Elle n’est toujours pas réapparue et la maison est bien vide sans les garçons. J’ai bien tenté de laisser la télévision allumée depuis hier pour les attirer mais en vain. Chaque fois que je passe dans le salon, un silence épais me saisit par la gorge et, s’il n’y avait pas Robert, mon vieux Berger allemand impotent pour me tenir compagnie, je crois bien que je prendrais un train et puis un autre et encore un autre sans plus jamais m’arrêter et jamais je ne reviendrais dans cette maison où les petits garçons disparaissent et où on vous confond avec des géraniums.

Je pense à mon chat qui a partagé vingt-deux ans de ma vie. Lili-la-morue. Robert la détestait ; elle a préféré se laisser mourir quand je l’ai recueilli. Je me souviens comme les petits l’aimaient.

Je pense à tous les gens que je n’ai pas détestés et qui sont passés dans ma vie avant de disparaître, happés vers des ailleurs dont j’ignore tout. Je me demande parfois si au moins l’un d’entre eux a réalisé à quel point j’ai pu l’aimer.

Je me demande aussi où les vont les gens qu’on aime quand on les laisse aller. J’essaie de réaliser à quel point l’univers est vaste. N’y arrive pas.

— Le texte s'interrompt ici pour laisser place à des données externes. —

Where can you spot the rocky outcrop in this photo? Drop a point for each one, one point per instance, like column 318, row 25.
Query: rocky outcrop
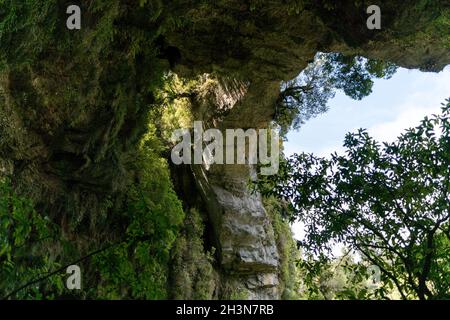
column 73, row 105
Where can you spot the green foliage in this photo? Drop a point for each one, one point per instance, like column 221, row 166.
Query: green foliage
column 138, row 267
column 389, row 203
column 307, row 95
column 290, row 276
column 193, row 276
column 24, row 253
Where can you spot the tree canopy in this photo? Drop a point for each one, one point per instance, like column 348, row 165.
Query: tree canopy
column 390, row 202
column 307, row 95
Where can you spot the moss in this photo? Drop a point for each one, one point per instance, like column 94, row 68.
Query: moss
column 289, row 274
column 193, row 276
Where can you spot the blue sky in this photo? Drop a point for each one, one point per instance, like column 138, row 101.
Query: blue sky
column 394, row 105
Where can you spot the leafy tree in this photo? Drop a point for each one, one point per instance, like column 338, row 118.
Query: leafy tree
column 307, row 95
column 390, row 202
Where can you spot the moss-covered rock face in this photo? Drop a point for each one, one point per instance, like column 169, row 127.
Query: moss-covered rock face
column 74, row 105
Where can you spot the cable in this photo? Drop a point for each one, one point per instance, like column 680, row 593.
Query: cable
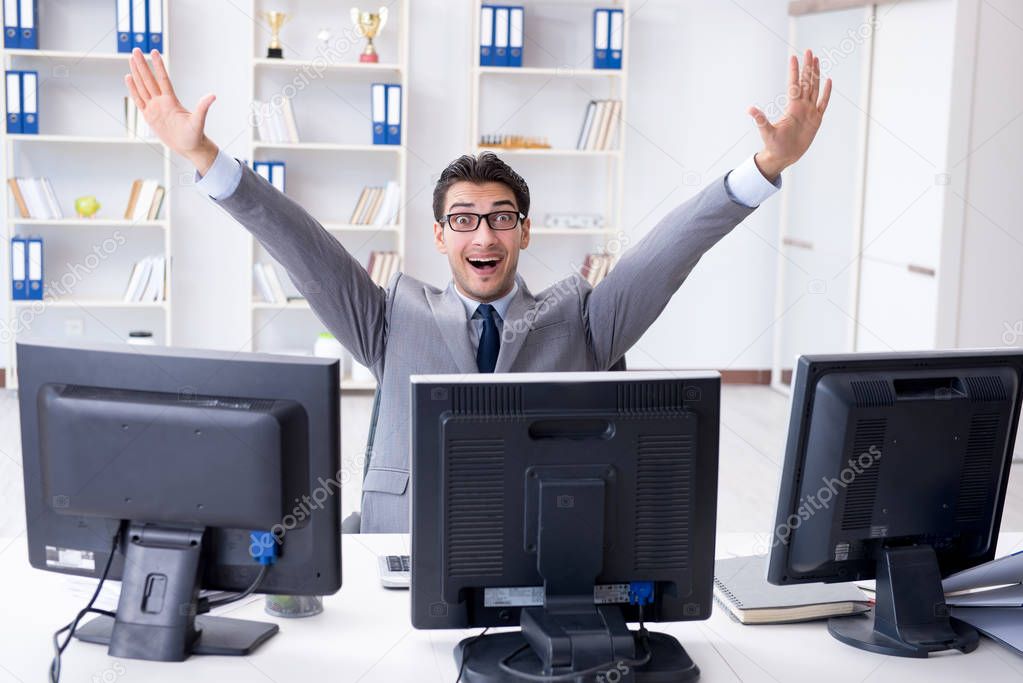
column 211, row 604
column 59, row 647
column 464, row 653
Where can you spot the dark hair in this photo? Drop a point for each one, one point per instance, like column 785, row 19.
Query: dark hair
column 483, row 169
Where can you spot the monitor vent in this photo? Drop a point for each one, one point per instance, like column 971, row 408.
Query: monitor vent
column 486, row 399
column 475, row 512
column 863, row 467
column 985, row 389
column 975, row 484
column 873, row 393
column 664, row 497
column 642, row 397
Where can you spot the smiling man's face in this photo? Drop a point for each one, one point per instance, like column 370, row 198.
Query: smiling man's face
column 484, row 261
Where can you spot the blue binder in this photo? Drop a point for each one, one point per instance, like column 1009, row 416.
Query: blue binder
column 517, row 17
column 602, row 34
column 30, row 102
column 500, row 36
column 12, row 93
column 18, row 269
column 615, row 38
column 11, row 27
column 154, row 25
column 123, row 21
column 34, row 264
column 486, row 36
column 377, row 111
column 28, row 17
column 139, row 31
column 394, row 122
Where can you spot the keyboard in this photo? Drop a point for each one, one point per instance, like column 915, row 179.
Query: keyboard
column 396, row 571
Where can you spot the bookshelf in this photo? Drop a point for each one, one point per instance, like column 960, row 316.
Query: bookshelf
column 83, row 148
column 329, row 90
column 547, row 97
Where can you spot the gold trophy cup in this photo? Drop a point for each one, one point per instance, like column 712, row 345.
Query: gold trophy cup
column 369, row 25
column 275, row 19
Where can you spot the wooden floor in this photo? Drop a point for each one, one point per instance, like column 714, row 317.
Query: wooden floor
column 753, row 433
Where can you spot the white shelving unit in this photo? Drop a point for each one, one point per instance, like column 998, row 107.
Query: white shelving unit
column 573, row 69
column 103, row 316
column 302, row 56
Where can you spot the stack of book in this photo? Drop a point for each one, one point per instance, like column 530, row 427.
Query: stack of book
column 147, row 281
column 268, row 283
column 595, row 267
column 35, row 197
column 144, row 200
column 377, row 206
column 134, row 121
column 599, row 128
column 382, row 266
column 275, row 123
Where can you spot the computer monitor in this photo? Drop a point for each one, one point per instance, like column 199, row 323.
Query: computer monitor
column 561, row 503
column 895, row 469
column 179, row 455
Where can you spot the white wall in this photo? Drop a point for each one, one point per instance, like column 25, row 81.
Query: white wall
column 688, row 90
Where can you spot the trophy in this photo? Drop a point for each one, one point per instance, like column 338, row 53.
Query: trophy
column 275, row 19
column 368, row 25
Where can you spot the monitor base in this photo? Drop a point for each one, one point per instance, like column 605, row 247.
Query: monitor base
column 668, row 664
column 217, row 635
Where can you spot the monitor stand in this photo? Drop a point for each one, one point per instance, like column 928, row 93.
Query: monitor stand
column 910, row 618
column 157, row 612
column 569, row 634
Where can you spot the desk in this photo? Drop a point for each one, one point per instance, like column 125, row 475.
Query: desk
column 364, row 635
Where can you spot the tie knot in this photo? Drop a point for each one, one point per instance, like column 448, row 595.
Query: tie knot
column 486, row 310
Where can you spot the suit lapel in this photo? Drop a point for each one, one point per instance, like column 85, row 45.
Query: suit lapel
column 449, row 314
column 516, row 326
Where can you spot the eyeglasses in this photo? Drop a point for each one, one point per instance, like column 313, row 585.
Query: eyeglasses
column 498, row 220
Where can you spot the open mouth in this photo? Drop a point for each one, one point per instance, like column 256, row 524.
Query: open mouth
column 486, row 266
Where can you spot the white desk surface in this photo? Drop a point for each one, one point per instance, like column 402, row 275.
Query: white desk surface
column 364, row 635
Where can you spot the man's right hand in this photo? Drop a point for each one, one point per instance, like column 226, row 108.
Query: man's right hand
column 179, row 129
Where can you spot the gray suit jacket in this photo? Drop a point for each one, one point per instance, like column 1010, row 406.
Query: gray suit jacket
column 412, row 327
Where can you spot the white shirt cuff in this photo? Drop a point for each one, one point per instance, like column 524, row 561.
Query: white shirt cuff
column 748, row 186
column 222, row 178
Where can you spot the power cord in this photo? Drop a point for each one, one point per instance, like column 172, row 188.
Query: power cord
column 59, row 647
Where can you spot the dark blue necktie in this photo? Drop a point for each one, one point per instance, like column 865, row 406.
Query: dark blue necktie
column 490, row 340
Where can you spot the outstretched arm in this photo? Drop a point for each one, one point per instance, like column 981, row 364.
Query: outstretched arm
column 624, row 305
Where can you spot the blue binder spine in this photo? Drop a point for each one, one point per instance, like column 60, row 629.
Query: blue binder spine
column 11, row 27
column 154, row 25
column 602, row 23
column 517, row 16
column 377, row 106
column 30, row 102
column 486, row 36
column 35, row 266
column 28, row 17
column 394, row 122
column 122, row 9
column 12, row 95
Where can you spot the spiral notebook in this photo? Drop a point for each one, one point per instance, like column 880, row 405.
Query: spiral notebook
column 741, row 587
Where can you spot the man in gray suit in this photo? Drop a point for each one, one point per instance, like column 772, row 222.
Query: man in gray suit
column 486, row 320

Je me demande où sont les garçons.

Je me demande où il est lui. À bord d’un bateau, j’imagine, ou bien d’un avion, sur le point de conclure l’affaire du siècle, la mémoire bien lavée de toute culpabilité. Ce qui a brûlé s’est éteint depuis tellement longtemps maintenant. Le vent a tout emporté et même l’odeur tenace qui l’avait fait vomir s’est dissipée et je gage que je suis sur cette terre la dernière a en avoir un souvenir aussi piquant.

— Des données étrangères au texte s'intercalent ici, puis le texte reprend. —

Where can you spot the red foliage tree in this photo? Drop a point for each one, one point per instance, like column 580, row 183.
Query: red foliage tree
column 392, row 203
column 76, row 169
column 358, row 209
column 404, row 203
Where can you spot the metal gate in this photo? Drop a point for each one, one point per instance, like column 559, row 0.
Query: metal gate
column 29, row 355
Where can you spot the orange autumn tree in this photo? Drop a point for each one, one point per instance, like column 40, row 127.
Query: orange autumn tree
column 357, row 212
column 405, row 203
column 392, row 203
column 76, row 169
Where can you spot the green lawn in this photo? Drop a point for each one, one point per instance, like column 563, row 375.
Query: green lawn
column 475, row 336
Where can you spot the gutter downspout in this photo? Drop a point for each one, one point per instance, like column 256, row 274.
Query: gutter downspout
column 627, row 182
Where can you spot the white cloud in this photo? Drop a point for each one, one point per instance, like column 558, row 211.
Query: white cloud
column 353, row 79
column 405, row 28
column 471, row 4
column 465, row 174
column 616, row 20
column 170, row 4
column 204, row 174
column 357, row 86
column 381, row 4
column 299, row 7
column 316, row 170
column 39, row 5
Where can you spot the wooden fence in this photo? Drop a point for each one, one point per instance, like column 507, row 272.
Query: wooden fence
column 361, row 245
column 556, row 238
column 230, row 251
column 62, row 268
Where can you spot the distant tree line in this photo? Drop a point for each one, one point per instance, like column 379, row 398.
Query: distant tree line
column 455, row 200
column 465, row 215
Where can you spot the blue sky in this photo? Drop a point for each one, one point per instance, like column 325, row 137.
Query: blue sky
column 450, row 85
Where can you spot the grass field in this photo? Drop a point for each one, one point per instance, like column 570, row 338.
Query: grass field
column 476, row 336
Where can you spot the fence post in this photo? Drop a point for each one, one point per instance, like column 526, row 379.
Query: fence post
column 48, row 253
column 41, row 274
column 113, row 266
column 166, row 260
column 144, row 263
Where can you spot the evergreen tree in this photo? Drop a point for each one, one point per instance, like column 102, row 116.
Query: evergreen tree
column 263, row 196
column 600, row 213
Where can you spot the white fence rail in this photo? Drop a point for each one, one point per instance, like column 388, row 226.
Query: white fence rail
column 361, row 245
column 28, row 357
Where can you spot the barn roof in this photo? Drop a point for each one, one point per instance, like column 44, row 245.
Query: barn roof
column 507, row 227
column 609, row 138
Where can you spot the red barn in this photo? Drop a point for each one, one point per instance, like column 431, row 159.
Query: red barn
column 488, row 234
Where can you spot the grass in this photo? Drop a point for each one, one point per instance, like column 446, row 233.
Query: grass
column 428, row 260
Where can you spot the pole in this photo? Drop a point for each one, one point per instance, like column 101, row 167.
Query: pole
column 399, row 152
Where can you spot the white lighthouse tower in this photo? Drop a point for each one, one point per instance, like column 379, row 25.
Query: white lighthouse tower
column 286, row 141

Je prends la dernière mini-pizza sur la table, la mange. J’ai envie de vomir. Antoine-le-petit-prince-en-doudoune-moutarde me demande si Stéphanie m’a parlé du braquage. Je dis « Pardon, quel braquage ? » et il répond avec des yeux inquisiteurs qui me donnent froid « Mais vous savez bien, on s’est rencontrés pendant un braquage… près de la gare… Vous vous souvenez ? Est-ce qu’elle vous a parlé des braqueurs ? » Je dis « Non, pourquoi elle m’aurait parlé des braqueurs ? » et il se met à rigoler et à glousser en allemand. Après ça, je retourne à mon invisibilité et les quatre invités, deux garçons et deux filles, entreprennent de danser lascivement et sans musique dans ma courette en fumant des longues cigarettes à l’odeur prononcée. Je me sers un verre de sangria, un deuxième. Encore un autre. Allume une Barclay longue. L’orage gronde au loin. Le jour s’éteint. Liège suffoque. La tête me tourne. Antoine-le-petit-prince-en-doudoune-moutarde rigole toujours, s’essaye à la chanson en allemand, attrape Stéphanie par la taille, la fait tourner, lui parle toujours en allemand. Elle lui répond en français que la vie va reprendre, qu’ils viennent de l’annoncer à la télévision et la fête continue.

Sans masque.

Sans moi.

Sans les gens que j’ai aimés.

Je pense à la vie qui va reprendre puisqu’ils l’ont annoncé à la télévision et je pense « sans masque, sans moi et sans les gens que j’ai aimés ».

La fête continue.

Antoine-le-petit-prince-en-doudoune-moutarde me jette un regard énigmatique puis rigole à nouveau, d’un rire tapageur. On dirait le diable. Stéphanie me lance des yeux désolés. Je ne suis plus invisible. J’écrase ma cigarette. J’ai froid. Je décide de rentrer.